Article 10: The capital contribution of the parties to a Chinese-foreign contractual joint venture shall execute following these provisions.
Article 11: This regulation shall come into force as of March 1, 1988.
Joint Venture Registration Requirements in China
- The establishment of a Chinese-foreign joint limited company must meet the industrial policy of China's utilization of foreign capital, and it is currently limited to the industries that have foreign investment encouraged and allowed by the state.
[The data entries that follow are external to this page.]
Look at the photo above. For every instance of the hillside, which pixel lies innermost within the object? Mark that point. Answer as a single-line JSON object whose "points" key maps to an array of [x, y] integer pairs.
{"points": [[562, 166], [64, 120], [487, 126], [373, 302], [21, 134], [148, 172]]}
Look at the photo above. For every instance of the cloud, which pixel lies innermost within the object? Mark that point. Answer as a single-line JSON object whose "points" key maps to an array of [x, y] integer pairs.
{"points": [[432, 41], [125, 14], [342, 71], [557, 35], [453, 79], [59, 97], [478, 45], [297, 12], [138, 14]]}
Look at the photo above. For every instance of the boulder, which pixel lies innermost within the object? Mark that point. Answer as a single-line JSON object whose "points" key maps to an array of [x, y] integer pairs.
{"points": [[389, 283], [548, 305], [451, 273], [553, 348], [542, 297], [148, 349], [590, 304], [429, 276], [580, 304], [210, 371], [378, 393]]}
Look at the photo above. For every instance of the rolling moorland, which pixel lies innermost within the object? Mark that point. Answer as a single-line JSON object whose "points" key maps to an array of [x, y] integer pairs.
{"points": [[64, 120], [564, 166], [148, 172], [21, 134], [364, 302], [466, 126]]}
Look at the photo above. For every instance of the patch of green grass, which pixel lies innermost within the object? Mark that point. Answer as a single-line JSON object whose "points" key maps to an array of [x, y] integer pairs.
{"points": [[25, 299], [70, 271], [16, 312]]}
The state prohibits the establishment of enterprises with foreign investment industries and the industries that have the contract term according to the interim provisions on the term of operation of Chinese-foreign joint ventures, shall not set up Chinese-foreign joint limited company.
- The minimum registered capital of the proposed Chinese-foreign joint limited venture is 30 million RMB (if is listed, 50 million RMB are required). Moreover, shares which foreign (overseas) shareholders subscribed shall be not less than 25% of the registered capital of the company.
- To establish a Chinese-foreign joint limited venture, there should be more than 5 sponsors, at least one foreign (overseas) for shareholders among them, others are legal persons resisted in China.
- If a Chinese-foreign joint venture company is set up in the form of fundraising, in addition to the above conditions, at least one of the sponsors shall have a record of consecutive profits for the first three years of the company's shares; if the sponsor is a Chinese shareholder, it shall provide the financial report of the audit of certified public accountants in China for nearly three years; if the sponsor is a foreign shareholder, a financial report shall be provided for the audit of the certified public accountant by the foreign shareholder.
- The shares subscribed by the sponsors shall not be transferred within 3 years from the date of the establishment of the company. When the term expires, the initiator shall not violate the provisions of the minimum 25 percent of the shares held by the shareholders of the foreign party and shall be approved by the original examination and approval authorities.
- Chinese side must be a corporate legal person and has been established for more than one year.
- Foreign side shall be enterprise or individual.
- Registered capital: The technology, service industry shall be no less than $100,000, and the production and processing industry shall be no less than $150,000. None of the parties shall contribute less than 25% of the registered capital. Foreign investment must be foreign exchange.
- The business project must conform to the guidance catalogue of foreign investment industry issued by the state council.
- Local preferential policies & qualification certificates (Business China Assist)
- Business license
- Balance sheet, profit and profit distribution statement
- Cooperation project proposal (Business China Assist)
- [The Joint Venture project proposal shall make a detailed statement in the local resources, investment environment, land use condition, enterprise history and status quo; the advantages that the joint venture have in the technology, product and markets; preliminary feasibility plan of the project and so on.]